Programming and Movies

Since I have done a lot since I’ve updated, I decided to break this into two posts. This one is about basically everything except music.

Well, my job is looking at making some web applications with me heading the project. Luckly, I got the department head to agree to load Zend Studio Corporate for me and one other person. This should be fun. Doing this makes me want to push off any major coding projects that were going to take my free time. I’m going to be coding about seven to eight hours per day. I don’t think my free time should be taken up by that too. I might change my mind though. This means any ideas that I’ve said about zpProjects are on hold probably until after summer.

See “Movies” in the title and wonder why it’s there? I guess I’ve never posted about movies before since I really don’t watch many. I finally got my dvd of Elephant’s Dream. I bought the dvd since I know Jan Morgenstern of Wavemage Productions. It was expensive, but I like supporting artists (I always send extra to Cardamar for the cds). I really was impressed. Jan did an amazing job on the sound and it was a pretty cool short. It is available for download from the above link. Consider buying a dvd to support the guys if you like it.

I also was given a short movie to process. This consisted of Windows Movie Maker and iMovie (the second was my final choice). This is a non-artist’s view of both.

Windows Movie Maker is installed by default on most Windows XP installations. I’m running XP Media Center on my desktop (3800+ X2, 2 gb ram. Specs are important for video processing. Hard Drive speed could, but I was working with a network drive and that was fine. The capture from the camera is where you need the speed). I can honestly say I was impressed by the software. It does help you to put together a decently impressive work. My main interest was splitting video, fading to and from black, adding titles and credits and maybe some chapters for the dvd and an extra title. Well, the first few are really easy. You literally just drag the effects down onto the clips or scroll to the point and click split. Very nice. Titles are easy and have a decent amount of options also. Problems arise when you want DVD as the final output. Even when outputting it to AVI at 720×480, it does not make mpeg 2 so the video needs to be re-encoded and authored by another program. This also means chapters and such have to happen elsewhere. This is reasonable. It’s movie production, not authoring. Its the fact that it does not allow you to really put in simple text without some weird transition that annoyed me. Moreso, I wanted to try iMovie from my Mac Mini and was stunned.

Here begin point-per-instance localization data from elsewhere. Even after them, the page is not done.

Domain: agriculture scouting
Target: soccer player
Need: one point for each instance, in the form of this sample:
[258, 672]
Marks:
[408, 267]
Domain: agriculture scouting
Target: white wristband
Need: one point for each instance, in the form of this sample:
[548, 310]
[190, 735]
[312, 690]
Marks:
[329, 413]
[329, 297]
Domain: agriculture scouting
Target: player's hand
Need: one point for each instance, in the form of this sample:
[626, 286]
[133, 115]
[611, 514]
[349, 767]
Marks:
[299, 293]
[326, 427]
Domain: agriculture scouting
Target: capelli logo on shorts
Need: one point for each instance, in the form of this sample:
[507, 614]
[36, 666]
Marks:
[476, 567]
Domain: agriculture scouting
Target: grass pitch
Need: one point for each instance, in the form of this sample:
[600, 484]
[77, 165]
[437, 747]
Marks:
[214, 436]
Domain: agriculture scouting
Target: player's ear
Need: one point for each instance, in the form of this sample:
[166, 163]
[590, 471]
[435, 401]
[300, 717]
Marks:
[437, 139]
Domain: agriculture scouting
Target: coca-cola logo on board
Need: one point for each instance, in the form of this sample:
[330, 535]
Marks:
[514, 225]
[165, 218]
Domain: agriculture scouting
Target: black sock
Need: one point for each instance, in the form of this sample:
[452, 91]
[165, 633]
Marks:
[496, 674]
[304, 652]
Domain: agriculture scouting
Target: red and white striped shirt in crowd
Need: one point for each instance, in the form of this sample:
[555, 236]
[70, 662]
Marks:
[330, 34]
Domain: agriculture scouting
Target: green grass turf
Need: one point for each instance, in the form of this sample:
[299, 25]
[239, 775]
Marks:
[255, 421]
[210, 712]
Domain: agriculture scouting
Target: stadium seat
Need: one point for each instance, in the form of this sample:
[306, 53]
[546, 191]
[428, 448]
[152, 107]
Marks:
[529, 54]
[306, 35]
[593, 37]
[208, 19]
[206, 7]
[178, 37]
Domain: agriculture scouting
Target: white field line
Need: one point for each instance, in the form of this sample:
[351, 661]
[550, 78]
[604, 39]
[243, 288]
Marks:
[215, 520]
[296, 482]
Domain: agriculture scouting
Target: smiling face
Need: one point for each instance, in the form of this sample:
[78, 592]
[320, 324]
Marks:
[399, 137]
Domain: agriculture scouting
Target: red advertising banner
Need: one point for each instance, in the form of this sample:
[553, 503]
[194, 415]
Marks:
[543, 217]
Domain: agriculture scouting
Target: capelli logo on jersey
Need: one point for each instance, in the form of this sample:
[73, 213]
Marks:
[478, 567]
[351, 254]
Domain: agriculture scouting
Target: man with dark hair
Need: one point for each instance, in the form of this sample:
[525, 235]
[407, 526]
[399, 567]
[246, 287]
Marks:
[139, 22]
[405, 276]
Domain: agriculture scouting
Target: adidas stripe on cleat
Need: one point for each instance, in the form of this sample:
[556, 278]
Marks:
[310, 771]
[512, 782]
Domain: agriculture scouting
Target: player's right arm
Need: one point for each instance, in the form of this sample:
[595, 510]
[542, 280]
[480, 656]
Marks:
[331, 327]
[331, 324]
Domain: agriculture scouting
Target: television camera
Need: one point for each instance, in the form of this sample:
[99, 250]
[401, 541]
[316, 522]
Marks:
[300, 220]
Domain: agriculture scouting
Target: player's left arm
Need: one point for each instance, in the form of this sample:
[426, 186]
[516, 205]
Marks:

iMovie is part of the iLife set and technically isn’t free. I still look at it as essentially free software since it comes pre-installed on virtually every newer Mac. It’s pretty cheap when you consider how much you get in iLife also. Another important part is iDVD. iMovie gives you almost everything Windows Movie Maker does and then much more. It does not have a couple of the title and credit formats, but it brings its own. Splitting and adding extra audio and adjusting levels is all very easily done with a couple clicks. There are even complete themes to use with your movies that are very impressive looking and coordinate with the themes in iDVD for authoring. The problem I see is you cannot use the same element like credits multiple times. That annoyed me, but I accepted it and moved on. Some of the cooler aspects is the emmense amount of video and audio effects that are available. Yes, WMM has some, but there are so many more and better ones in iMovie. The especially cool ones are Quartz (the graphics rendering engine for Mac, like DirectX for Windows) based. I don’t know exactly why they are called that, but they have impressive redering effects. You must look through them to really see how impressive the effects look. Adding extra text and titles is very easy also in iMovie. I was happier to see that you can set up chapters right here since you can export the movie in a massive amount of formats including sending it to iDVD to make a DVD. iDVD is then a very nice and simple authoring program that will set up animated menus and set up animated icons from templates. I’m not sure how you can start from scratch (since, honestly, I don’t care. I’m not an artist and would probably just get frustrated with the work involved), but it might be available. When all of this is set up, I had a slight problem. I don’t have a DVD burner in my Mac. Have no fear, you can export a disc image and burn it elsewhere. You should be aware, it can take a while to render the menus and such (i think it took 30-40 minutes on my 1.67 ghz PPC Mac Mini). Just be aware, it creates a .img file that is actually an iso. Just rename the file so most burning program will accept it.

Since I really enjoyed the processing, I think I’ll try out Sony Vegas (since I’ve seen a lot of praise for it and it’s pretty cheap). I’ll update with how that went later.